I am working on the exercise of determining when $\sum_{n=1}^{\infty}\frac{\sin n}{n^p}$ converges conditionally. I know if $p\leq0$ it cannot converge by the vanishing condition, and if $p>1$ the series converges absolutely and hence conditionally as well. For the area $0<p<1$, I am completely lost however. I have seen some proofs online that $\sum_{n=1}^{\infty}\frac{\sin n}{n}$ converges conditionally, but this is done using techniques that are way out of my reach (I’m in an introductory analysis class).

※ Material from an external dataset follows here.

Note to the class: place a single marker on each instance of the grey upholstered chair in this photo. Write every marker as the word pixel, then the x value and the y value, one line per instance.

The first part of the exercise was to prove that $\sum_{n=1}^{N}\sin n=\frac{\sin(\frac{N+1}{2})\sin(\frac{N}{2})}{\sin(\frac{1}{2})}$, so I think this could be used in some way.
Your are completely right assuming that
$$\sum_{n=1}^{N}\sin n=\frac{\sin(\frac{N+1}{2})\sin(\frac{N}{2})}{\sin(\frac{1}{2})}$$
is an important fact in considering the convergence of the series. In fact this demonstrates that the absolute value of the partial sums of $$ \sum_{n=1}^{N}\sin n $$ is bounded by $\frac{1}{\sin\frac12}$.
Thus by Dirichlet's test the series $\sum_{n=1}^{\infty}\frac{\sin n}{n^p}$ with $p>0$ is convergent.